Succombant à l’instance, la société civile immobilière [29] en supportera les dépens et sera condamnée à payer à Madame [X] [G], monsieur [Y] [D], monsieur [E] [D], monsieur [M] [D], monsieur [W] [P], madame [Z] [O], monsieur [F] [P] et monsieur [C] [K] 500 euros chacun au titre de l’article 700 du Code de procédure civile. Elle sera quant à elle déboutée de sa propre demande sur ce fondement, pareillement que monsieur [L] [N] ainsi que Maître [A] [U] et la société civile professionnelle [U] [34] concernant lesquels il n’apparaît pas inéquitable qu’ils conservent la charge de leurs frais irrépétibles respectifs.

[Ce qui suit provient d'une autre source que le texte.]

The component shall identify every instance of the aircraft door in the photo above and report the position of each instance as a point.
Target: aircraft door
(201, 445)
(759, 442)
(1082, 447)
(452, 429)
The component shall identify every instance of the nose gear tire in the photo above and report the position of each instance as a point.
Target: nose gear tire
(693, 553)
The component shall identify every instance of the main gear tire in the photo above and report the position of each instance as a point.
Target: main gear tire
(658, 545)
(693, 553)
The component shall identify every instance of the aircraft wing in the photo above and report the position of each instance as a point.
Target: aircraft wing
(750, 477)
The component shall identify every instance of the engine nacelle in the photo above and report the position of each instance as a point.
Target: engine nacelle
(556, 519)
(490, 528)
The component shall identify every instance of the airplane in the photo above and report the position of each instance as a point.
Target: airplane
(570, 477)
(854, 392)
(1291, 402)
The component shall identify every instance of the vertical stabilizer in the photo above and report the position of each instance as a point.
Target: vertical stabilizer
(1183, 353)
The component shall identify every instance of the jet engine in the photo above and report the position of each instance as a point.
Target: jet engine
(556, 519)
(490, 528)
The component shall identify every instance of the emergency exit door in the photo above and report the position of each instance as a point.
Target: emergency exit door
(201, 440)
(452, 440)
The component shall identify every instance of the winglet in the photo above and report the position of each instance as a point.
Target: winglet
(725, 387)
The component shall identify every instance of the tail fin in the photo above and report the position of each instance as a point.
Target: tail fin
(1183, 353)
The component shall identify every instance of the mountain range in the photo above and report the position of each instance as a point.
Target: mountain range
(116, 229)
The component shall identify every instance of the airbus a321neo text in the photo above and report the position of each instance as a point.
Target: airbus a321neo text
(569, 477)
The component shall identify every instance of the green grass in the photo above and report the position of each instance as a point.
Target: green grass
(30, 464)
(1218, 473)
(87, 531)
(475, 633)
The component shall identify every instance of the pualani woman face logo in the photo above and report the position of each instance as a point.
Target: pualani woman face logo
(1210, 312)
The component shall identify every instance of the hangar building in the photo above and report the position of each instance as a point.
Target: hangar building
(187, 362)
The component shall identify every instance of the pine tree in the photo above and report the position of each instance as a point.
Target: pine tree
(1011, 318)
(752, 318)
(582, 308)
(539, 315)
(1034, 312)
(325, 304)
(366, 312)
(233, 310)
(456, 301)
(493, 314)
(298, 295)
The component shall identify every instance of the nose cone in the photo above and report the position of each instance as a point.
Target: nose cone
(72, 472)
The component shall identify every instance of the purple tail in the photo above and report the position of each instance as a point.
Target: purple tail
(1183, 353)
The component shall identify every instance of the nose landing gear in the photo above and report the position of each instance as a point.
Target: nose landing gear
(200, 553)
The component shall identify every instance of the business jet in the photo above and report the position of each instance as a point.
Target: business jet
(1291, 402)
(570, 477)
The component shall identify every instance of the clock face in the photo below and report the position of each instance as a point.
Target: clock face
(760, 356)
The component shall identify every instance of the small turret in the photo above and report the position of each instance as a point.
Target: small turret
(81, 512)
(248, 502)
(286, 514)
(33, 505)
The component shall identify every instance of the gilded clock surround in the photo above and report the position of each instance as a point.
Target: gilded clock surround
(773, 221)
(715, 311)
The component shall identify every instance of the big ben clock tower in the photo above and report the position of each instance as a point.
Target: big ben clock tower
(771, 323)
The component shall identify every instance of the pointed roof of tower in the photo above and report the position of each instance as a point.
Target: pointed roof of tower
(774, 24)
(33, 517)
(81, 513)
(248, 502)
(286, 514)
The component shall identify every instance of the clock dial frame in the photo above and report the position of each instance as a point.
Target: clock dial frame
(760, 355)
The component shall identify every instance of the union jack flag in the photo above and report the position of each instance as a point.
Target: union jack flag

Compte tenu de la nature de la décision, il n’y a pas lieu d’écarter l’exécution provisoire, qui est de droit, compte tenu de l’acte introductif d’instance.
PAR CES MOTIFS
Par jugement réputé contradictoire rendu après audience publique par mise à disposition au greffe et en premier ressort :
Déboute la société civile immobilière [29] de sa demande d’annulation du cautionnement hypothécaire au profit de Madame [X] [G], monsieur [Y] [D], monsieur [E] [D], monsieur [M] [D], monsieur [W] [P], madame [Z] [O], monsieur [F] [P] et monsieur [C] [K] ;
Déboute la société civile immobilière [29] de sa demande d’indemnisation de son préjudice moral ;
Condamne la société civile immobilière [29] aux dépens de l’instance ;
Condamne la société civile immobilière [29] à payer à Madame [X] [G], monsieur [Y] [D], monsieur [E] [D], monsieur [M] [D], monsieur [W] [P], madame [Z] [O], monsieur [F] [P] et monsieur [C] [K] 500 euros chacun au titre de l’article 700 du Code de procédure civile ;
Déboute la société civile immobilière [29], monsieur [L] [N] ainsi que Maître [A] [U] et la société civile professionnelle [U] [34] de leurs demandes respectives au titre de l’article 700 du Code de procédure civile ;
Dit n’y avoir lieu à l’exécution provisoire de la présente décision.